URUGUAY (BLOOMBERG) – Daging kaleng sedang mengalami momen.
Permintaan sedang booming di seluruh dunia. Di AS, penjualan melonjak lebih dari 70 persen dalam 15 minggu yang berakhir 13 Juni. Di Inggris, konsumsi daging kornet kalengan telah lepas landas. Bahkan di Korea Selatan, di mana Spam adalah favorit lama, penjualan berkembang pada laju tercepat dalam beberapa tahun.
Pada awalnya, orang-orang mengisi bahan pokok dapur dengan umur simpan yang lama selama kondisi penguncian. Kemudian, kekurangan beberapa pasokan daging segar, terutama di AS, juga membantu mendorong penjualan. Sekarang, penurunan ekonomi mendukung permintaan.
Ada faktor pendapatan yang jelas di sini. Dengan jutaan orang kehilangan pekerjaan dalam beberapa bulan terakhir, konsumen mencari cara untuk mengurangi tagihan bahan makanan, dan mereka memperdagangkan daging segar untuk varietas kalengan. Tetapi ada juga sesuatu yang lebih dalam terjadi – kembali ke makanan yang menenangkan dan nostalgia di masa-masa sulit.
Ray Herras, seorang mahasiswa pascasarjana di Universitas Columbia, adalah seorang Filipina-Amerika. Spam mendapatkan popularitas dalam masakan Asia Tenggara setelah pasukan pendudukan AS membawa ham kalengan bersama mereka. Bagi Herras, Spam adalah rasa masa kecil.” Saya tumbuh dengan makan Spam. Ini sudah mendarah daging dalam budaya Filipina, tetapi saya tidak benar-benar makan Spam sampai karantina,” kata Herras, yang mulai menambahkannya ke pembelian bahan makanannya setidaknya setiap minggu. Dia tidak yakin berapa lama lagi dia akan terus membeli, tetapi itu selalu menjadi makanan pokok setiap kali dia “merasa rindu rumah”, katanya.

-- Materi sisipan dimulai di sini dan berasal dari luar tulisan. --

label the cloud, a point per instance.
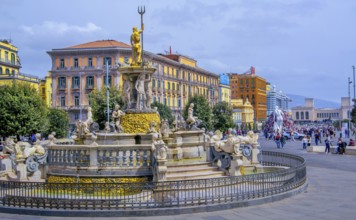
(59, 28)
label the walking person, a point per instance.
(327, 144)
(305, 142)
(278, 140)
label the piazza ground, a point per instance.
(330, 194)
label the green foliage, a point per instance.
(222, 116)
(98, 104)
(164, 112)
(202, 110)
(58, 121)
(22, 110)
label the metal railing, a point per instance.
(130, 196)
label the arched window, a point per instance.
(12, 58)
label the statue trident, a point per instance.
(141, 11)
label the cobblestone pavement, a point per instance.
(331, 193)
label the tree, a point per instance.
(222, 116)
(58, 121)
(22, 110)
(202, 110)
(98, 104)
(164, 111)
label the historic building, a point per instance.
(252, 87)
(308, 113)
(276, 98)
(242, 113)
(79, 69)
(224, 89)
(10, 67)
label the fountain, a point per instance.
(137, 162)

Daging kaleng telah tersedia selama lebih dari 80 tahun. Kadang-kadang disukai oleh elit yang mencintai filet-mignon, tetapi juga memiliki pengikut kultus. Spam musubi – anggap saja seperti sentuhan babi pada sushi – adalah camilan populer di Hawaii. Di Korea, itu dimakan dengan kimchi dan nasi putih. Di AS, sepotong Spam goreng dengan telur bisa menjadi suguhan sarapan. Dan di Inggris, daging kornet kaleng disajikan sebagai hash dengan kentang dan bawang goreng.

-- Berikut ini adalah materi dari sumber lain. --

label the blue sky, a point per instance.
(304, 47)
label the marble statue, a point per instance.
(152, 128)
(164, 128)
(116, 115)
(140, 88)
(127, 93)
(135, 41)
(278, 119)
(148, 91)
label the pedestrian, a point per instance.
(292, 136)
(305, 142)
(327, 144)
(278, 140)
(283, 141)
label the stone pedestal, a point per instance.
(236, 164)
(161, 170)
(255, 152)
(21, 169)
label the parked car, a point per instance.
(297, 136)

Tetapi sementara penggemar berat selalu ada di sana, ledakan penjualan baru-baru ini adalah sesuatu yang bahkan pembuat daging kalengan tidak lihat datang.
“Bahkan saya pikir mungkin sulit untuk meningkatkan penjualan daging kaleng kami lebih dari yang kami harapkan,” kata Kasper Lenbroch, chief executive officer (CEO) unit yang menampung merek Tulip di Danish Crown Group, pengolah daging top Eropa. “Tidak terlalu sering ketika Anda berada dalam makanan yang Anda dapat melihat produk tradisional seperti ini tumbuh sebanyak yang telah mereka lakukan sekarang.”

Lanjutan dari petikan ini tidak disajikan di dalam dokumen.